Eu acredito que hoje estou trocando de disciplina, porque o que me tem interessado muito ultimamente é a escrita. Sempre escrevi, da escrita é que surgiram os meus trabalhos. Não sei se tenho mais vontade de fazer uma performance para apresentar em festivais de dança contemporânea. Faço La Bête porque está pronta. E agora estou pronto também para a dançar de novo.

A sua mais recente performance é de 2019, A Boba. Foi estranho apresentar uma nova peça depois do que aconteceu?
Notei logo uma diferença no público. Quem foi ver e quem se ausentou. Para quem aquela performance disse alguma coisa e para quem ela não disse nada. Por exemplo, vários psicanalistas foram assistir [risos]. Amigas como Suely Rolnik e Maria Rita Kehl, que trabalham com arte e psicanálise e que acharam interessantíssimo. Artistas do cinema, jornalistas. Mas a dança contemporânea, os pares, pareciam que tinham visto uma assombração. Ali eu entendi que talvez eu já não estivesse mais conversando com o núcleo, mas com outros. Esse novo movimento me ajudou a escrever, a me conectar com organizações que protegem artistas em perigo. Foram essas organizações que vieram atrás de mim para falar sobre arte política.

Quais foram?
Associações como a PEN International, ICORN - International Cities of Refuge Network e a Open Society, que me deu bastante dinheiro num momento em que eu não tinha nada. Ajudaram-me com dinheiro para terminar o meu livro, que vai ser lançado agora em Lisboa. Hoje, quem me apoia é a Artists at Risk Connection, uma rede da PEN América.

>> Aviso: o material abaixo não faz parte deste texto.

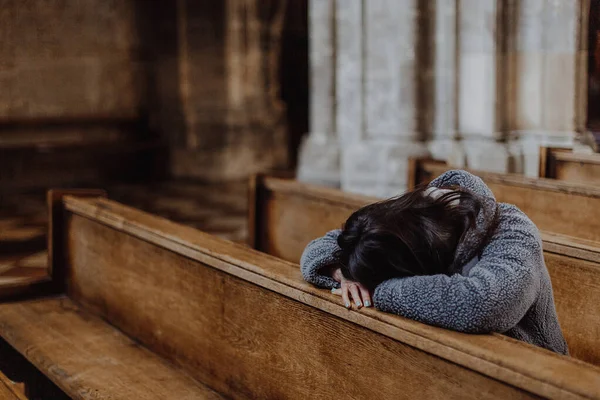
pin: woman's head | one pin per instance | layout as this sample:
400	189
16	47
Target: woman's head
414	234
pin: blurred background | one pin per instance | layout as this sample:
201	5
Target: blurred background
172	105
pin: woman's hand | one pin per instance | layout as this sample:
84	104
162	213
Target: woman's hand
357	291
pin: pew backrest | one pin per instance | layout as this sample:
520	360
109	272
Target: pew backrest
554	206
286	215
247	325
565	165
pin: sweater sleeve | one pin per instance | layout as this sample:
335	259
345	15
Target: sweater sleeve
464	180
495	295
318	254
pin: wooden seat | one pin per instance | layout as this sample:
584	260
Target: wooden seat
86	356
245	324
565	165
288	214
555	206
8	390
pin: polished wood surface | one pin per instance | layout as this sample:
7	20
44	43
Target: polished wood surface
555	206
565	165
291	214
87	358
213	307
9	390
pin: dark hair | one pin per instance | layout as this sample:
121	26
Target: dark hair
413	234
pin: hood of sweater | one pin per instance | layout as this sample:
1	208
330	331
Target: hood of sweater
476	237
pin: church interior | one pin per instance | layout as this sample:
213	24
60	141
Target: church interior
154	210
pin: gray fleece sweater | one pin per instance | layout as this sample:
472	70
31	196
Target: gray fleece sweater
503	287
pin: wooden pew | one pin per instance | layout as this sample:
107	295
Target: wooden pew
565	165
562	207
204	311
286	215
8	390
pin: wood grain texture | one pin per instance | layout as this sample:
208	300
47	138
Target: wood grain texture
565	165
220	304
87	358
56	230
9	390
555	206
293	214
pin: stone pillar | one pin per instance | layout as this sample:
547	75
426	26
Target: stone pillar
391	120
230	89
319	158
481	84
548	73
443	145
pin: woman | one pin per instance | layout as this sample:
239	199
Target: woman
447	255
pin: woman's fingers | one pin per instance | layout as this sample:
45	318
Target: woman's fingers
353	291
345	297
364	292
355	295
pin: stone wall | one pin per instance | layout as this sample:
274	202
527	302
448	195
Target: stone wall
204	75
479	83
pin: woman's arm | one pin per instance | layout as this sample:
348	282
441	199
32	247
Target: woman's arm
493	298
464	180
318	259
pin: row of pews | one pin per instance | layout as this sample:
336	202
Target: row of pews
136	306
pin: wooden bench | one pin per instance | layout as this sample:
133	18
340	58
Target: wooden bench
153	309
288	214
562	207
8	390
565	165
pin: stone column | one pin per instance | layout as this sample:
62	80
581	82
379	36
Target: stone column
319	158
392	130
229	87
481	95
548	76
443	145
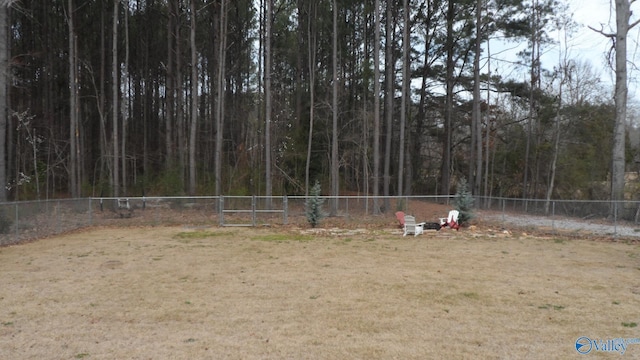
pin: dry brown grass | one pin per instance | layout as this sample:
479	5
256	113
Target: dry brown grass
290	293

Como surgiu este novo livro, A Nudez da Cópia Imperfeita?
Na época, em 2017, vivi um momento muito difícil. Além dos ataques, era a falta de futuro. Eu precisava fazer alguma coisa. Não conseguia dançar, porque estava muito machucado intimamente, então comecei a escrever. Mas a minha escrita não era uma escrita para o colectivo, era uma escrita para mim mesmo. Logo depois de apresentar A Boba, vim para a Europa sabendo que alguma coisa tinha mudado. E aí a ideia do livro ficou forte. Quando eu fui atrás dessas organizações que ajudam artistas em perigo, tive que criar um dossier muito grande contando todas as ameaças que eu recebi, porque precisava de provar o que estava acontecendo. O dossier tinha 30 páginas. Aí eu decidi começar a escrever. Isso foi no início de 2020. A escrita virou um exercício diário e o livro foi tomando forma. Ajudou-me nesse trânsito da dor para a palavra.

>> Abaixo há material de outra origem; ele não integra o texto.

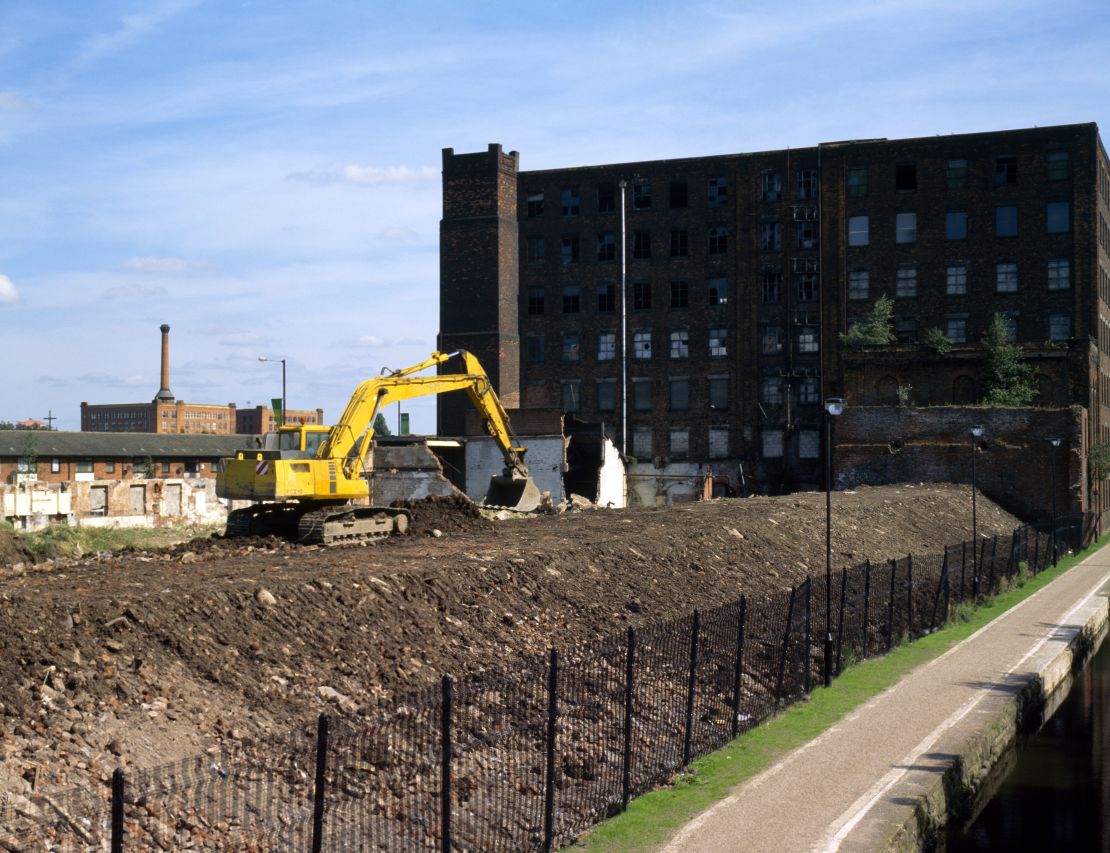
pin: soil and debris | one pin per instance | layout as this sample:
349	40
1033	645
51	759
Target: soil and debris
142	658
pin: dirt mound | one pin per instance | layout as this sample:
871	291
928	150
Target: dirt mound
11	550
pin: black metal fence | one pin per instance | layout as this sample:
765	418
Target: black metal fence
530	760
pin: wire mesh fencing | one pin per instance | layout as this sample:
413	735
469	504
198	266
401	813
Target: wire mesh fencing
531	759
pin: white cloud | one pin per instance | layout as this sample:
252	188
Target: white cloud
8	292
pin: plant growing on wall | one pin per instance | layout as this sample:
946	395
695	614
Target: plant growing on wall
877	329
1008	375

O que aconteceu em 2017 moldou a La Bête que apresenta hoje? Sente que o público tem demonstrações de carinho?
Isso aconteceu em 2018, quando apresentei no Palais de Tokyo [Paris]. Muitas pessoas abraçaram-me. Em 2020 decidi fazer de novo no Brasil e foi extraordinário. Tive essa sensação de que a performance retomou o lugar de onde ela nunca deveria ter saído. Então há um carinho, sim. Não é só mais uma performance; agora ela é o resultado de um monte de momentos, de rupturas, de relações que não são só do meio ou da ordem da performatividade. Existe hoje uma força política dentro dessa performance que não existia antes – e o político comove, envolve. Eu acredito que é nesse lugar que a performance hoje acontece.

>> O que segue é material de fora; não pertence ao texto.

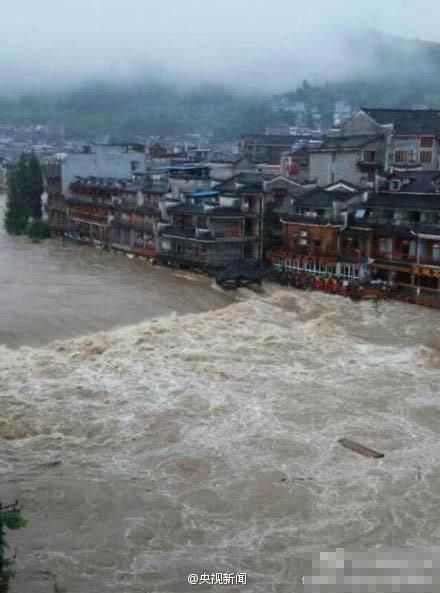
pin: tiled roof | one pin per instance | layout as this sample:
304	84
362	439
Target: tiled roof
411	122
346	142
403	201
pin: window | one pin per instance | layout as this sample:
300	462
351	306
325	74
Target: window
369	156
426	156
412	156
385	245
426	142
401	156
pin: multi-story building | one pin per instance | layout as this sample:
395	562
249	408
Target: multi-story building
314	233
376	141
118	161
401	224
114	213
211	228
414	136
392	235
261	148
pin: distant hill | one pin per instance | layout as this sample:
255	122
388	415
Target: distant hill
392	72
388	71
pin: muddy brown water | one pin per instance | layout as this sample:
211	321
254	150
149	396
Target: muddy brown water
207	441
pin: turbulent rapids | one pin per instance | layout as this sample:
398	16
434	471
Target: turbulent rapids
208	442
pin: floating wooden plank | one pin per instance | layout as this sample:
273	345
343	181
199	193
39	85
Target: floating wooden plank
367	452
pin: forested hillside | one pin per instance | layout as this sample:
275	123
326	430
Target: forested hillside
391	72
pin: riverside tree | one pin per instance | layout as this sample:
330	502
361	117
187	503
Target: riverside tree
25	187
10	518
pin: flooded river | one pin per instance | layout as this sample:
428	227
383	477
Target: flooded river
207	442
48	291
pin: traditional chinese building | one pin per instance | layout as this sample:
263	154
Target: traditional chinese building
402	225
114	213
116	161
211	228
315	235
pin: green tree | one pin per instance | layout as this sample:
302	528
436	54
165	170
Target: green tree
10	518
17	212
34	187
25	187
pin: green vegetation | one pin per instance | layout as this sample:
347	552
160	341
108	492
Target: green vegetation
392	72
10	518
25	187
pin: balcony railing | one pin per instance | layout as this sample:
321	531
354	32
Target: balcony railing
393	256
303	218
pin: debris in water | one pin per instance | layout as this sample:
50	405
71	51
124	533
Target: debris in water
360	448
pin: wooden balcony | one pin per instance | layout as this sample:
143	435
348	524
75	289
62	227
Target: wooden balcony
393	256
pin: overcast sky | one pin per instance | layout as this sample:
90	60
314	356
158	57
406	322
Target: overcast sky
270	43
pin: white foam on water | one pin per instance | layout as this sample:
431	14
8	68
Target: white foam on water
209	442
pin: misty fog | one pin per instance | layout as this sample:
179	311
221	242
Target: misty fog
251	44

Quer voltar ao Brasil com esta performance, agora num contexto político diferente?
Estou indo para lançar o livro. Agora a gente está vivendo um outro momento. É o Lula, as pessoas que estão trabalhando com ele são extremamente competentes e estão tentando fazer funcionar um país completamente incompetente. Acredito na competência desse governo, inclusive porque a gente pode criticá-lo e ele está nos escutando. Vou para o Brasil agora para falar sobre essa questão. Espero ser escutado, porque existem pessoas que estão no exílio e ainda não se sentem confortáveis e protegidas o suficiente para voltar para o Brasil. O governo muda, mas ainda existem mais ou menos 50 milhões de brasileiros que votaram no governo anterior e que pensam como ele.